HOUSTON (KTRK) -- After three days of withering criticism over Harris County Sheriff Adrian Garcia's handling the investigation into how an inmate in need of mental health care was left in his cell for weeks, sheriff department officials have asked the U.S. Department of Justice for help.

"We're looking at other opportunities and so we're communicating with the DOJ to understand what opportunities can be before us," Sheriff Adrian Garcia said Wednesday.

It's unclear what that help might entail. It's also unclear if the Justice Department does get involved, if any review they conduct would go beyond the circumstances surrounding 24-year-old Terry Goodwin, who was found living in his cell amid heaps of trash, swarms of bugs, and piles of his own feces.

Typically, though, the Justice Department looks at broader civil rights issues. The FBI is already assisting the Sheriff with his investigation.

Goodwin's mother, Mashell Lambert, said she was delighted by Garcia's move.

"I think this is wonderful," Lambert said. "The more help in this investigation, the better and the more that will be unveiled. I am very pleased about this."

Garcia's comments came during a press conference with Harris County District Attorney Devon Anderson on an unrelated topic.

"My commitment is to make sure that mothers like Ms. Lambert don't ever have to content with something like this again," Garcia said. "That is my commitment. I'm working hard to do that and trust me, I'm still not happy about the circumstance overall."

Garcia's remarks also came as state Sen. Rodney Ellis, a leader on criminal justice reform in Texas, said he was crafting a letter requesting an independent review of Harris County jail operations from the Justice Department.

Ellis, D-Houston, spoke with Garcia Wednesday, his office said. Ellis has also been meeting about Goodwin with experts from the Texas Criminal Justice Coalition, the Texas Defender Service and with Barry Scheck, made famous for his role in the acquittal of O.J. Simpson in his 1995 double murder trial and who now directs The Innocence Project.

U.S. Rep. Sheila Jackson Lee said Wednesday that she is aware of the Goodwin case and of the calls to the Department of Justice to get involved.

It has happened before. The Justice Department investigated the jail in 2008, before Garcia became Sheriff. The federal agency found in 2009 that jail officials violated inmate rights in regards to an array of issues, including mental health.

"I had the Justice Department come to investigate some years ago and a lot of reform occurred at the jail," she said.

As far as any problems today at the jail, the Houston Democrat said she hoped Garcia is "poised, I hope, to fix this yesterday."

Garcia's announcement is a change of tone from the past few days, when Garcia said the Sheriff's Department could conduct a "fair and just" independent investigation.
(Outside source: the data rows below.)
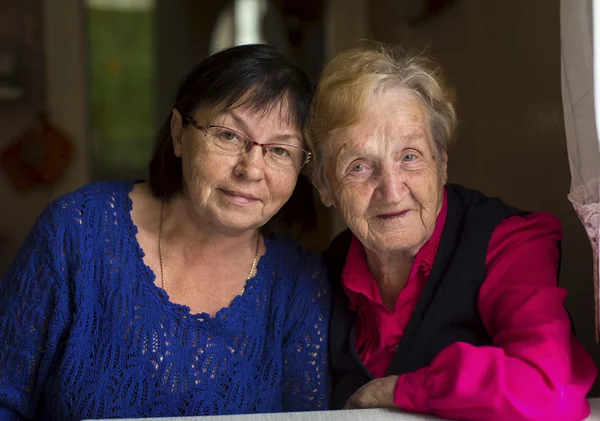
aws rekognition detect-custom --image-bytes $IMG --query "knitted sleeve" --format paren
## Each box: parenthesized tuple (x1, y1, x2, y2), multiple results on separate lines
(0, 201, 72, 420)
(280, 249, 330, 412)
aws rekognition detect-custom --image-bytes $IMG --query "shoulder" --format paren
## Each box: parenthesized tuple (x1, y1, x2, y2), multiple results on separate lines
(269, 235, 324, 270)
(54, 180, 134, 210)
(446, 184, 523, 216)
(486, 212, 562, 276)
(489, 212, 562, 256)
(494, 212, 561, 238)
(446, 186, 561, 240)
(30, 180, 134, 243)
(268, 235, 329, 293)
(45, 180, 133, 223)
(444, 186, 562, 267)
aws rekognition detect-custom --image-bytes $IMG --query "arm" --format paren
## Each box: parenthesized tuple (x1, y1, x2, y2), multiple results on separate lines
(281, 251, 330, 412)
(0, 203, 71, 420)
(393, 212, 596, 421)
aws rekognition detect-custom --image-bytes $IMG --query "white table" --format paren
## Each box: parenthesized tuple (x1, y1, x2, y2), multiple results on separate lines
(590, 399, 600, 421)
(94, 398, 600, 421)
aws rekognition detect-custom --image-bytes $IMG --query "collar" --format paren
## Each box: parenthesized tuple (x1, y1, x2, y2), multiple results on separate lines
(341, 188, 448, 309)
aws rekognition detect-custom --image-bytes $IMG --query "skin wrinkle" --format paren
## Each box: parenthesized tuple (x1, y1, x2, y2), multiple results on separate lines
(319, 88, 447, 306)
(171, 102, 302, 237)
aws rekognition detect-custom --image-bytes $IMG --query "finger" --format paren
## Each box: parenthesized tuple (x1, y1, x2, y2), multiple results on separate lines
(343, 398, 358, 410)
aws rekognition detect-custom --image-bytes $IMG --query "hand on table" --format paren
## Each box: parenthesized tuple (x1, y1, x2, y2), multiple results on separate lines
(344, 376, 399, 410)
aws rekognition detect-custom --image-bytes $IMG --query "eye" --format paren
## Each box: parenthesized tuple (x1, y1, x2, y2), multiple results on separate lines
(402, 153, 418, 162)
(342, 159, 372, 179)
(219, 130, 241, 142)
(270, 146, 291, 157)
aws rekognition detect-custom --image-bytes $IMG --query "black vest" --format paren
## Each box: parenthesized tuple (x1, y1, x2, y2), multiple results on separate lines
(325, 184, 528, 409)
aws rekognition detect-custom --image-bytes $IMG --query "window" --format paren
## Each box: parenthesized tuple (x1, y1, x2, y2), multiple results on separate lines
(86, 0, 156, 178)
(210, 0, 290, 57)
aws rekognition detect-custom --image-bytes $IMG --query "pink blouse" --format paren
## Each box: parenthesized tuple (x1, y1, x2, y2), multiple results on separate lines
(341, 189, 596, 421)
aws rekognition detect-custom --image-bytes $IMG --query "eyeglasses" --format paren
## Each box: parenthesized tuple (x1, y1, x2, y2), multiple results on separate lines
(186, 117, 312, 169)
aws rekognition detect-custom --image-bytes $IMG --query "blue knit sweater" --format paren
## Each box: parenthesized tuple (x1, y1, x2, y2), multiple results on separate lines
(0, 181, 330, 420)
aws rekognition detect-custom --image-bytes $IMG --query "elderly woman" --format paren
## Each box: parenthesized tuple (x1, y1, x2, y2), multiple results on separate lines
(306, 43, 596, 421)
(0, 44, 329, 420)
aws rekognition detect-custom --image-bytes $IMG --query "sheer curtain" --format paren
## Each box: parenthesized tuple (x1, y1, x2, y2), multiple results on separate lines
(562, 0, 600, 338)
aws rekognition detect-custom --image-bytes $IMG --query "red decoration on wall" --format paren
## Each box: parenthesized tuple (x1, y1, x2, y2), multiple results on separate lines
(0, 113, 73, 192)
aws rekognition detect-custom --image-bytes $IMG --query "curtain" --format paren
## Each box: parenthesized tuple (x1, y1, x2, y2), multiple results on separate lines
(562, 0, 600, 339)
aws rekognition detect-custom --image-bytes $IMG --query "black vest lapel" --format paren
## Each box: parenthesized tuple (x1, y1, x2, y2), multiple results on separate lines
(386, 187, 467, 376)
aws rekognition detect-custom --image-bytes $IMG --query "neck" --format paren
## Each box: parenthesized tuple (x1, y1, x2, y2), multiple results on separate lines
(162, 194, 259, 261)
(365, 248, 415, 311)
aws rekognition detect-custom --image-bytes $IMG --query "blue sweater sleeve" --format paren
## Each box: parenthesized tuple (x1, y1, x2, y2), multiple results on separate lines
(0, 201, 72, 420)
(280, 250, 330, 412)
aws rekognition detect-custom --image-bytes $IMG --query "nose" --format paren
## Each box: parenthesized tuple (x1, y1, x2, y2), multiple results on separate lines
(373, 165, 407, 203)
(233, 144, 266, 181)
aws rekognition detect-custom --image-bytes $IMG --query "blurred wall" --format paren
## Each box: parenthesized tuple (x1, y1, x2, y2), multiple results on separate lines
(367, 0, 600, 392)
(0, 0, 88, 271)
(155, 0, 227, 120)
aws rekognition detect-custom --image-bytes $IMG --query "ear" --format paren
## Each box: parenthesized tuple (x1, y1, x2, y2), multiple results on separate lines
(171, 109, 184, 158)
(440, 151, 448, 185)
(312, 173, 335, 208)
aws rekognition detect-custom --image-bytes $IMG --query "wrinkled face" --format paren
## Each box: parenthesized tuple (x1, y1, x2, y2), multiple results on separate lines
(171, 101, 302, 235)
(318, 88, 447, 255)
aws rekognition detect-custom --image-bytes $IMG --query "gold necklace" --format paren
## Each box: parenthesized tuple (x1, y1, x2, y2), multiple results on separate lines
(158, 201, 260, 294)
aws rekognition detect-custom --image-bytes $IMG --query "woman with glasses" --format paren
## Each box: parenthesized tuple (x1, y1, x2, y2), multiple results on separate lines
(0, 44, 329, 420)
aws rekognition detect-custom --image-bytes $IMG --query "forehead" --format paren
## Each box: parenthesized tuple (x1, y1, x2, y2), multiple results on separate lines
(350, 88, 425, 134)
(329, 88, 429, 153)
(202, 99, 300, 130)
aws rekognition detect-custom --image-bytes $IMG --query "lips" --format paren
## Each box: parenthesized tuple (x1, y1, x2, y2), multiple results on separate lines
(377, 210, 410, 220)
(219, 188, 260, 205)
(221, 189, 258, 200)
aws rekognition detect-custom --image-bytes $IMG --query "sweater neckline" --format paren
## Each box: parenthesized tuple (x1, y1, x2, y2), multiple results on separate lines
(120, 180, 273, 324)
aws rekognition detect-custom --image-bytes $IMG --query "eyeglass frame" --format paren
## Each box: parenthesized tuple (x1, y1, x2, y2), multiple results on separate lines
(185, 116, 312, 169)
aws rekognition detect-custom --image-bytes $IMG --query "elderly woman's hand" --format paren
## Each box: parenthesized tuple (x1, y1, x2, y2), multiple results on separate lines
(343, 375, 399, 409)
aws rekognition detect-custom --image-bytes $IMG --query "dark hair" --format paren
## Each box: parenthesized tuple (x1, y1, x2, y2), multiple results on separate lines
(148, 44, 317, 235)
(149, 44, 313, 200)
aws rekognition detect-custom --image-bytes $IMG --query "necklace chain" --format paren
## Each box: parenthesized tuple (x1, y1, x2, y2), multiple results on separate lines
(158, 201, 260, 294)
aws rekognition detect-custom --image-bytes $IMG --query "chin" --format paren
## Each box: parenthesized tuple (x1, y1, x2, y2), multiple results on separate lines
(201, 207, 258, 233)
(217, 218, 264, 233)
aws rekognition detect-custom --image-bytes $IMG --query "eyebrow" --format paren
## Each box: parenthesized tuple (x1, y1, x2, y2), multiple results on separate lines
(217, 110, 303, 145)
(335, 132, 428, 161)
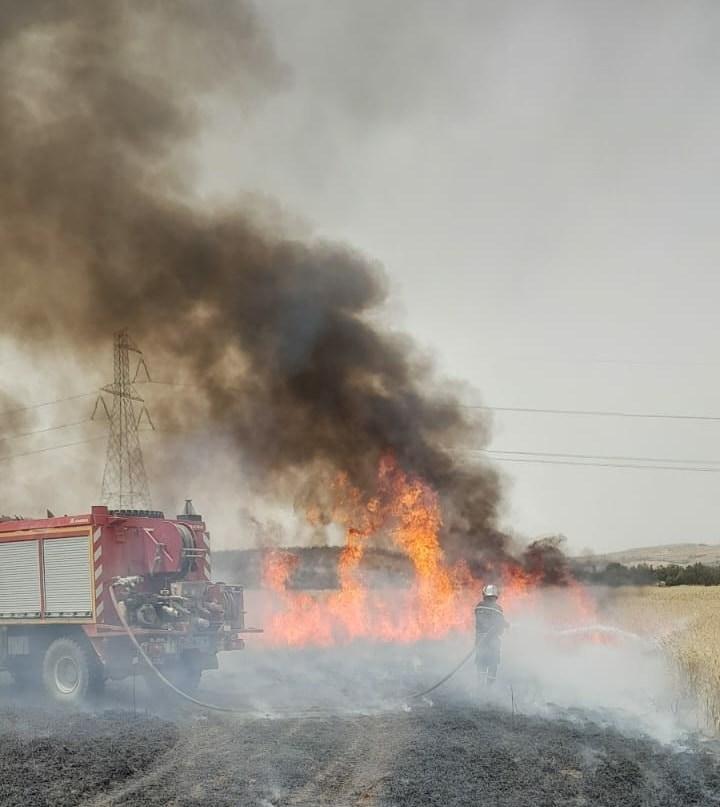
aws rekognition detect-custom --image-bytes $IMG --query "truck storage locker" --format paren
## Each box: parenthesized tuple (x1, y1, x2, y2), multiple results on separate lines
(43, 537, 93, 618)
(0, 540, 41, 618)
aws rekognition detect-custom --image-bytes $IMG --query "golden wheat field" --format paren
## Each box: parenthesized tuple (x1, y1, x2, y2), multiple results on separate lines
(604, 586, 720, 731)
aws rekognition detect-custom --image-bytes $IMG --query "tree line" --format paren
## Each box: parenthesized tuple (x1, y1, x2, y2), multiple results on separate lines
(572, 561, 720, 587)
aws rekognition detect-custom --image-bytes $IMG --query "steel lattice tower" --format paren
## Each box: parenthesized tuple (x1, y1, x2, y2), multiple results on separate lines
(93, 329, 154, 510)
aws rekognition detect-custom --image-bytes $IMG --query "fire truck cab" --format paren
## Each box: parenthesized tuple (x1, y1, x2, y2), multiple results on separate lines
(0, 504, 254, 704)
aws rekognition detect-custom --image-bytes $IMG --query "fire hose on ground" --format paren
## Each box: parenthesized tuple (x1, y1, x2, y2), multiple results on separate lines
(109, 582, 241, 713)
(408, 623, 653, 701)
(408, 647, 476, 700)
(112, 577, 477, 711)
(111, 583, 645, 712)
(409, 626, 502, 701)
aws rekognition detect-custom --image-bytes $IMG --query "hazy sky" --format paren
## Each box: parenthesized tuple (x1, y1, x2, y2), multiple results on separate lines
(199, 1, 720, 553)
(5, 1, 720, 554)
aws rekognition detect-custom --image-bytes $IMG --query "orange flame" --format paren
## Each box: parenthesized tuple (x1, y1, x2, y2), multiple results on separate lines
(261, 456, 596, 646)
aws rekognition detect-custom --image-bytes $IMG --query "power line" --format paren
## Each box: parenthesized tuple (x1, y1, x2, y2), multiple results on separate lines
(2, 418, 717, 474)
(137, 380, 198, 389)
(0, 436, 107, 465)
(131, 421, 720, 471)
(474, 448, 720, 466)
(462, 404, 720, 422)
(0, 418, 99, 442)
(469, 455, 720, 473)
(129, 381, 720, 423)
(477, 355, 720, 368)
(7, 383, 720, 426)
(143, 425, 720, 473)
(0, 391, 96, 419)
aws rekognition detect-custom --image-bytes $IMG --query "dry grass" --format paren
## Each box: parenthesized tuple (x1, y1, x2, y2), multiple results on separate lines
(605, 586, 720, 731)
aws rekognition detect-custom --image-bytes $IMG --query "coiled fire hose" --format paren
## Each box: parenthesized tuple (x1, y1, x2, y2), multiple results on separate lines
(110, 583, 240, 713)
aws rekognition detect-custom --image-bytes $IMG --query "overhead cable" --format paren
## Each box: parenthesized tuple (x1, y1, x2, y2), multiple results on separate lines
(462, 404, 720, 422)
(475, 448, 720, 466)
(0, 436, 106, 465)
(479, 455, 720, 473)
(0, 418, 98, 441)
(0, 391, 96, 419)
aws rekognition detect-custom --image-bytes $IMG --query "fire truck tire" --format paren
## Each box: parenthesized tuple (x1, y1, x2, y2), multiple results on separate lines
(41, 638, 102, 705)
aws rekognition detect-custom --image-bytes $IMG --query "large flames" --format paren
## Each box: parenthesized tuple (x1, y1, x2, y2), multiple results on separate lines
(261, 456, 593, 647)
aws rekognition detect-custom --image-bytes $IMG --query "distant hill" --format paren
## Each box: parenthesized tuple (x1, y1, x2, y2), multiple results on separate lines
(574, 543, 720, 568)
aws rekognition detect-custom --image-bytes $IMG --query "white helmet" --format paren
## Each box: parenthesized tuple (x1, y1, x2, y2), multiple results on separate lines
(483, 584, 499, 599)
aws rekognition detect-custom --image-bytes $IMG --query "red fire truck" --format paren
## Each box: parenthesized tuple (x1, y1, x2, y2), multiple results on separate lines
(0, 503, 254, 704)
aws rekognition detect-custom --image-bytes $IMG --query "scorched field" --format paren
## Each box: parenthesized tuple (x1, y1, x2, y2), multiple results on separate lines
(1, 590, 720, 807)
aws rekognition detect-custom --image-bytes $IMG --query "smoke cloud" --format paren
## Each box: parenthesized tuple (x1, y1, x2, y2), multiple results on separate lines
(0, 1, 551, 575)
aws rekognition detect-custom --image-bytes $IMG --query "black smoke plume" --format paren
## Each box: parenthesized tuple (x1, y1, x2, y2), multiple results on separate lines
(0, 2, 558, 577)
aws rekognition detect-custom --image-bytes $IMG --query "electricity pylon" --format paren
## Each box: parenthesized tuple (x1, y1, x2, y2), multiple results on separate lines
(92, 329, 155, 510)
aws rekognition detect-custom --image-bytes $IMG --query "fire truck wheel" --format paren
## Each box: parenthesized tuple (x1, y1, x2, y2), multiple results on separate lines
(42, 638, 100, 705)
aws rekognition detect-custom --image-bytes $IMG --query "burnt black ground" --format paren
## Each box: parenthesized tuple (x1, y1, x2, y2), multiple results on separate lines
(382, 706, 720, 807)
(0, 708, 178, 807)
(0, 631, 715, 806)
(0, 702, 717, 807)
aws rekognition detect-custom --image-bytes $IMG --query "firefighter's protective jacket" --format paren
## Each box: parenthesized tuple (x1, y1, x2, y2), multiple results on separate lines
(474, 598, 507, 644)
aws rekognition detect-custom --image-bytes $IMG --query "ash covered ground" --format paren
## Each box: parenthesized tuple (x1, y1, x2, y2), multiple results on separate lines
(0, 694, 717, 807)
(0, 622, 719, 807)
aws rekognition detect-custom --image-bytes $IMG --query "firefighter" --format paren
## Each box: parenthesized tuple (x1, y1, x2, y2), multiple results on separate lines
(474, 584, 509, 686)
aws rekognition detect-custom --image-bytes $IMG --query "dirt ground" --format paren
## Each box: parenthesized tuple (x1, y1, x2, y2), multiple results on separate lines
(0, 701, 718, 807)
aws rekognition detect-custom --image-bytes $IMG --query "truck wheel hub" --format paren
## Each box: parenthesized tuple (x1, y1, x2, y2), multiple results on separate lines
(55, 657, 80, 694)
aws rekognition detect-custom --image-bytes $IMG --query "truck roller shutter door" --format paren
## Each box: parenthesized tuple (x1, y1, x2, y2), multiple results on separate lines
(43, 537, 93, 618)
(0, 540, 41, 618)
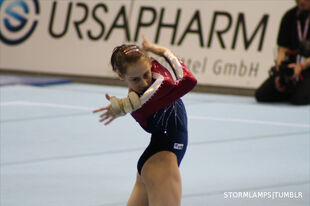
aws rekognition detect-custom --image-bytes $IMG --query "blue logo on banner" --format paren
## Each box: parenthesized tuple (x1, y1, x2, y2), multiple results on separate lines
(0, 0, 39, 45)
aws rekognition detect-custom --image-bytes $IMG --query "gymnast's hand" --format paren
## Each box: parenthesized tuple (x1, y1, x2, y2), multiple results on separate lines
(93, 93, 116, 125)
(142, 34, 167, 56)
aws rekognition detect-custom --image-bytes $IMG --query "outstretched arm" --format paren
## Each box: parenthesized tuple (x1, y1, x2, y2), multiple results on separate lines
(93, 92, 142, 125)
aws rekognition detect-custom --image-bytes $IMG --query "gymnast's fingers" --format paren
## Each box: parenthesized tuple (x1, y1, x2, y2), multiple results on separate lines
(104, 116, 116, 126)
(100, 109, 112, 118)
(99, 114, 110, 122)
(100, 111, 107, 118)
(93, 105, 109, 113)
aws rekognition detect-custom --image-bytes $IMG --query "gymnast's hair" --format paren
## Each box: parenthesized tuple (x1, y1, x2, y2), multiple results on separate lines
(111, 44, 151, 75)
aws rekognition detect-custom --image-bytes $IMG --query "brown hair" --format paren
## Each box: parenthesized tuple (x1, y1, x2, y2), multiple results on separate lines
(111, 44, 151, 74)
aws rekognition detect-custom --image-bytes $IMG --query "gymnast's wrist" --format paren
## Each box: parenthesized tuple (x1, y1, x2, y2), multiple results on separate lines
(149, 45, 167, 56)
(109, 92, 142, 117)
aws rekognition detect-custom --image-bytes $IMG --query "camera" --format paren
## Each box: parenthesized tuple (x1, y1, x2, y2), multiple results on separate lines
(270, 40, 310, 91)
(269, 52, 296, 90)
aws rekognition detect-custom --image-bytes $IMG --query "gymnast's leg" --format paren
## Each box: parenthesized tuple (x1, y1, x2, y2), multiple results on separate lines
(141, 151, 182, 206)
(127, 172, 148, 206)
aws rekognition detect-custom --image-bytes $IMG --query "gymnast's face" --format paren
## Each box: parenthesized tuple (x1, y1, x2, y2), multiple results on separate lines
(120, 58, 152, 95)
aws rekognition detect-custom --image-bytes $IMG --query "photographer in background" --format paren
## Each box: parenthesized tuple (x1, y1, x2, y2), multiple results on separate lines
(255, 0, 310, 105)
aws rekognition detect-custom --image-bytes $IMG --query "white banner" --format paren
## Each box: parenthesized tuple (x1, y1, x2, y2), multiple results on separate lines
(0, 0, 295, 88)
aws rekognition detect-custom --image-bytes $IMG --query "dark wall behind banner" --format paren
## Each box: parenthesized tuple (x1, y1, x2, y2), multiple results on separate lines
(0, 0, 295, 89)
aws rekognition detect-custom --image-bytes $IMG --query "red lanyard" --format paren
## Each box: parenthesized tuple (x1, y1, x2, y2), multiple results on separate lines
(297, 15, 310, 41)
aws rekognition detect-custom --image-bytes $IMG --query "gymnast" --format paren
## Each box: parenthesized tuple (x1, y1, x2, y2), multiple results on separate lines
(93, 35, 197, 206)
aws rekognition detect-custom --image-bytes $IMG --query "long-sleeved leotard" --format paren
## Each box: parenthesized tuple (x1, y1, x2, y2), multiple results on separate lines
(131, 50, 197, 132)
(130, 50, 197, 174)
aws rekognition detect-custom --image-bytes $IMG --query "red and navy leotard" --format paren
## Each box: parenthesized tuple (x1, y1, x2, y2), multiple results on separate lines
(131, 50, 197, 132)
(131, 50, 197, 174)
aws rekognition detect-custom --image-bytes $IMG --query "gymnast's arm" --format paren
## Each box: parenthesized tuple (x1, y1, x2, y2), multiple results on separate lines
(93, 52, 196, 126)
(133, 51, 197, 116)
(142, 34, 197, 99)
(93, 37, 196, 126)
(131, 38, 197, 122)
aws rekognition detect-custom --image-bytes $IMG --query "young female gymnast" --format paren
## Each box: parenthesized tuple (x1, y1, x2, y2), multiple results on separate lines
(93, 35, 197, 206)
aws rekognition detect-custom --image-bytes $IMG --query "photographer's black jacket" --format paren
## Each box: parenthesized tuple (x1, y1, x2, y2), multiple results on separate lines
(278, 7, 310, 50)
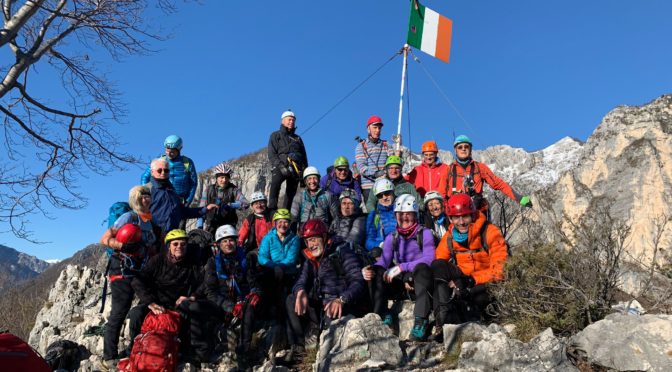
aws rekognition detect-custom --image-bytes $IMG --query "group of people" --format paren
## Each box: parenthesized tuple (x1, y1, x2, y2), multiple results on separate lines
(97, 110, 532, 369)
Garcia on Monday did ask for assistance from the FBI in that investigation.

ABC-13 broke the news Monday about the conditions of Terry Goodwin's cell.

It was only when a jail compliance team entered Goodwin's cell on October 10, 2013, they discovered he may have been locked in there for weeks, whistleblowers said. Sources told ABC-13 when Goodwin was discovered, he was wearing a filthy, shredded jail uniform in the fetid cell, sources said. Shards of his orange uniform were hanging from the ceiling light.

Garcia, who oversees a jail of 5,000 inmates, said he didn't know about the incident until ABC-13 started asking questions a few weeks ago.

Hours before the ABC-13 report, the Texas Commission on Jail Standards conducted a surprise inspection of the Harris County jail. Soon after, the agency issued a letter saying the jail is at risk of falling below minimum standards, which opens the door to increased inspections.

Sheriff's officials late Tuesday minimized the letter, noting that state jail regulators said that the "incident was isolated" and that inspectors found no deficiencies Monday.